Kernel 1: Processes, isolation, robustness

Overview

In this first lecture in the kernel unit, we introduce the goals of operating systems and introduce our tiny operating system in depth.

Full lecture notes on kernel — Textbook readings

Calling convention and red zone

asm/redzonef01.cc
asm/redzonef02.cc

Typical stack frame layout

Stack frame with base pointer

Be careful about conventions/rules vs. typical usage!
Calling convention: %rbp is callee-saved
Typical usage: %rbp acts as a stable pointer near the top of the current function’s stack frame
- Supports variable-sized stack frames (man alloca)
But typical usage can differ
- Optimizer might decide this function benefits from treating %rbp like a normal callee-saved register

Other uses of condition flags

asm/cmaxf01.cc
asm/cmaxf02.cc

System instructions

asm/print.cc

What is happening behind `syscall`??

`syscall` invokes the kernel

All of the software we’ve written so far runs in a protected, isolated environment called a process environment
The process environment is restricted in several ways to make the computer as a whole more robust
- A process cannot monopolize computer resources
- A process cannot directly access computer hardware
If a process wants to access hardware, it calls out to a special, more privileged running program called the kernel
The kernel is the software running with full privilege over the underlying machine hardware
- The kernel may monopolize computer resources
- The kernel may directly access computer hardware
- The kernel should make processes’ lives easier by providing useful abstractions (like files), and by protecting processes from each others’ bugs
- Different operating systems have different kernels (Linux vs.
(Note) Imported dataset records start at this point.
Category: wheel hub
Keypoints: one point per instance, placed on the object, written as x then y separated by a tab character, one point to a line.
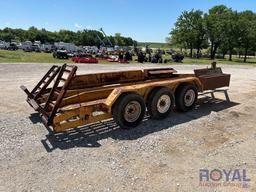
189	97
132	111
164	104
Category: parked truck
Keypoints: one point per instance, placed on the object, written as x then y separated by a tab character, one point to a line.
66	100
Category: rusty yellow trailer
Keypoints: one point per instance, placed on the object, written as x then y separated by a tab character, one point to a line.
66	100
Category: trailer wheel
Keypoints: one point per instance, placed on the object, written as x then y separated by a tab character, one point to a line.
160	103
186	97
129	110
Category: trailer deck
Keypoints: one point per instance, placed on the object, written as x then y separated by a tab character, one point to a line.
66	100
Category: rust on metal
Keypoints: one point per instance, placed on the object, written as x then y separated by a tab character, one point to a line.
75	100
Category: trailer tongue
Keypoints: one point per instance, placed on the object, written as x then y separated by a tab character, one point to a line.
66	100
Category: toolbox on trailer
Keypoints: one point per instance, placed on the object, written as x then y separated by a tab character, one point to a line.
66	100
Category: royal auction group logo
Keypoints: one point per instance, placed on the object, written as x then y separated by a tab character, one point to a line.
223	178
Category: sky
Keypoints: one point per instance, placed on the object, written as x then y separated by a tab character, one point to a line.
143	20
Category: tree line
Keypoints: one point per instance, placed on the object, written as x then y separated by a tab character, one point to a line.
221	30
81	37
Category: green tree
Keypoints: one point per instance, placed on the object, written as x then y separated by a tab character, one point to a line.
189	31
216	27
247	31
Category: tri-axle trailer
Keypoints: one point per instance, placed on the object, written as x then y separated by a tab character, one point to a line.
66	100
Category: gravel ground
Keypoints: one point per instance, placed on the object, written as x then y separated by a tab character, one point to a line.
161	155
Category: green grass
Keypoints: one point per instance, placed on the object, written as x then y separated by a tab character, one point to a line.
20	56
32	57
154	45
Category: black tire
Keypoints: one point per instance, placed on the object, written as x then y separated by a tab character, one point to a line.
164	95
186	97
125	103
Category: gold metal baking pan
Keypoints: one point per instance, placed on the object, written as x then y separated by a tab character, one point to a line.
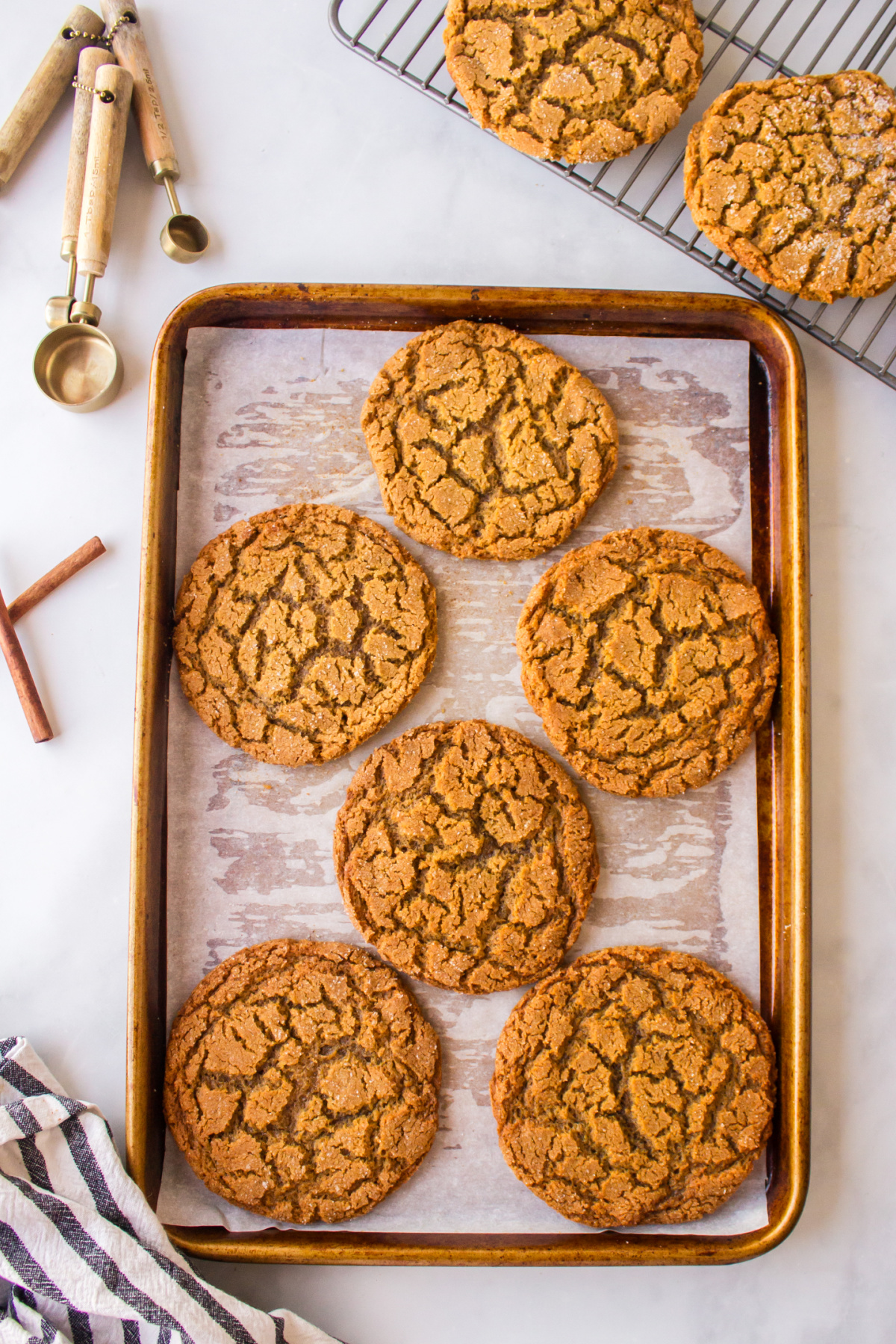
780	557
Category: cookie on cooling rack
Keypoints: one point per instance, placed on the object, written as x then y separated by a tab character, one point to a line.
487	444
302	631
585	81
635	1086
795	179
302	1081
649	658
467	856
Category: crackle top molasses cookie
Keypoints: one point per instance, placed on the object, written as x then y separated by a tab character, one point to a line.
485	443
650	660
301	1081
467	856
585	81
795	179
635	1086
302	631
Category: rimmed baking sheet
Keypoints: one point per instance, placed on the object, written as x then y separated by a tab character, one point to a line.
272	417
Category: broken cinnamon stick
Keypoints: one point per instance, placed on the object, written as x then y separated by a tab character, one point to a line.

Mac OS X vs. Windows); processes running on the same operating system interact with the same kernel

Goal: Process isolation

Process interactions are restricted by operating system policy
- For instance, processes may interact by reading and writing files
- Not by overwriting each other’s memory
A critically important computer systems goal
- Without it, any bug in any software could cause a “blue screen of death”

Goal: Kernel isolation

The kernel always retains full privilege over all machine operations
Unprivileged processes cannot stop the kernel from running
Unprivileged processes cannot corrupt the kernel

Process isolation’s consequences for hardware design

There are at least two classes of software running on a computer
- The kernel has full control over computer resources
- Processes do not
  - We often call processes unprivileged processes or user processes to highlight this distinction
Restrictions on processes cannot be enforced by software alone
- The processor and other computer hardware must have a notion of privilege
- The processor and other computer hardware must handle privilege violations

Exception: Some experimental systems have fully-trusted source code chains, where, for example, the compiler has been proven correct, and all code running on the machine passes through the trusted compiler. In these systems, it’s theoretically possible to implement process isolation without hardware support.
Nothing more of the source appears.